Open yuzisun opened 2 years ago
Not sure if this exactly solves your issue, but it is possible to configure a gradual rollout.
I've seen a couple of issues come up around this topic (for example, #12551 #12859), so probably something we should look into.
unfortunately the current implementation of progressive rollout does not help when minReplica
is set. For example if you set minReplica to 10 with 1 GPU for each replica then you need 20 GPUs for the rollout as progressive rollout does not kick in until minReplica
requirement is fullfilled.
Checking the code here, the revision is marked active when pc.ready >= minReady
, so the traffic only starts to shift to the new revision after that. What we want is Kubernetes deployment's rolling update, traffic can start shifting as long as x% of minReplica is ready and at the same time old revision can be scaled down, this way we do not need 2x resources for every rollout.
@yuzisun do you have examples of how you're configuring the traffic blocks - or is it latestRevision: true
?
With progressive rollout, do we still need to wait for all the minReplicas to be ready to start migrating the traffic from old revision to new revision?
Revisions won't be Ready
until they reach their min-scale
. I do wonder if this can be adjusted by adding the initial scale annotation =1
which might mark the revision Ready
earlier - causing traffic to shift.
The other thing to note is we 'drain' old pods so they can handle any outstanding requests - we also wait in case there are delays in the network programming.
Can we do something like rolling update, when 20% is moved to the new revision we can then start scaling down the old revision accordingly, so that we do not need to require 2x resources during the rollout.
Our autoscaling system currently evaluates scale for revisions independently of each other. Coordination across revisions is currently not supported. Gradual rollout only works because we're manipulating traffic % at a higher level of abstraction.
What we want is Kubernetes deployment's rolling update, traffic can start shifting as long as x% of minReplica is ready and at the same time old revision can be scaled down, this way we do not need 2x resources for every rollout.
A legit question to ask if you're not benefiting from scale to zero - and your clusters don't have the capacity to scale up new pods - maybe you should be using Deployments since seems like you want a fixed set of replicas?
/triage needs-user-input
@dprotaso scale-to-zero is not the main reason we use Knative, it is the revision based rollout which is not supported via Deployment. With raw deployment you can't stage traffic and do canary deployment easily, currently KServe's canary rollout implementation is based on Knative revisions. Also it is not the fixed set of replicas, you can still leverage KPA with maxReplica > minReplica, minReplica is just to ensure stable performance for normal traffic load.
@dprotaso I have tested out initial scale annotation it does not mark the revision Ready earlier as the larger of initial scale and lower bound is chosen as the initial target scale.
This issue is stale because it has been open for 90 days with no
activity. It will automatically close after 30 more days of
inactivity.
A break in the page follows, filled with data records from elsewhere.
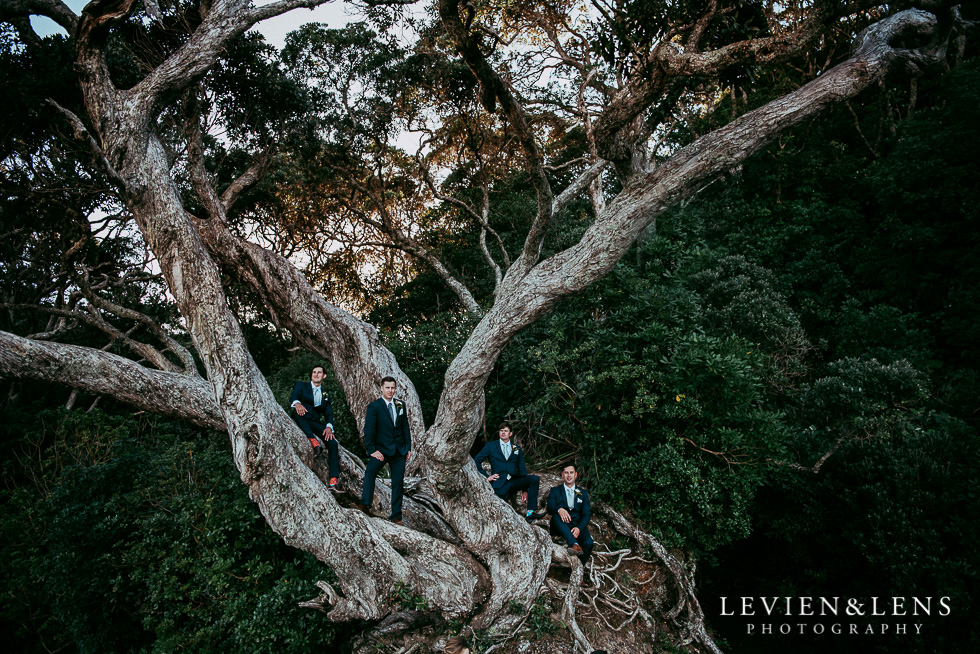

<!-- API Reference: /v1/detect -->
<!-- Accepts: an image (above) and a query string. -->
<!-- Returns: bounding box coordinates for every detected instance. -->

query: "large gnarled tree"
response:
[0,0,970,651]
Reopen the issue with /reopen
. Mark the issue as
fresh by adding the comment /remove-lifecycle stale
.
/reopen
@yuzisun: Reopened this issue.
@yuzisun : Are you folks planning to contribute for this feature ?
@yuzisun : Are you folks planning to contribute for this feature ?
We are still working on a proposal for how to implement this.
/assign
@dprotaso scale-to-zero is not the main reason we use Knative, it is the revision based rollout which is not supported via Deployment. With raw deployment you can't stage traffic and do canary deployment easily, currently KServe's canary rollout implementation is based on Knative revisions. Also it is not the fixed set of replicas, you can still leverage KPA with maxReplica > minReplica, minReplica is just to ensure stable performance for normal traffic load.
stage traffic and do canary deployment can be achieved through progressive delivery tool sucha as Kruise Rollout https://openkruise.io/rollouts/user-manuals/strategy-canary-update
/triage-accepted
We discussed PR #14487 at the Oct 18th Serving WG meeting.
My suggestion there was to get the functionality working in the progressive rollout repo prior to us deciding on how to make sweeping changes in Serving. This comes with the understanding that this might require copying and pasting some existing code.
The path forward I'm envisioning is the following
I'll close out the extensions PR
Hi, do we have updates on this? Thanks!
Hey @wayzeng they're looking for feedback here
https://github.com/knative-extensions/serving-progressive-rollout
Thank you so much @dprotaso!! will give it a try.
Describe the feature
currently every time knative does rollout for a new revision it requires 2x resources when minReplica is set for a short time of period and then release the resource required for running the old revision after it is scaled down, this is a problem for platform that are enabled with resource quota and user has to budget 2x resources to run the service, it becomes a bigger problem when service is running on precious GPU hardware.
With progressive rollout, do we still need to wait for all the minReplicas to be ready to start migrating the traffic from old revision to new revision? Can we do something like rolling update, when 20% is moved to the new revision we can then start scaling down the old revision accordingly, so that we do not need to require 2x resources during the rollout.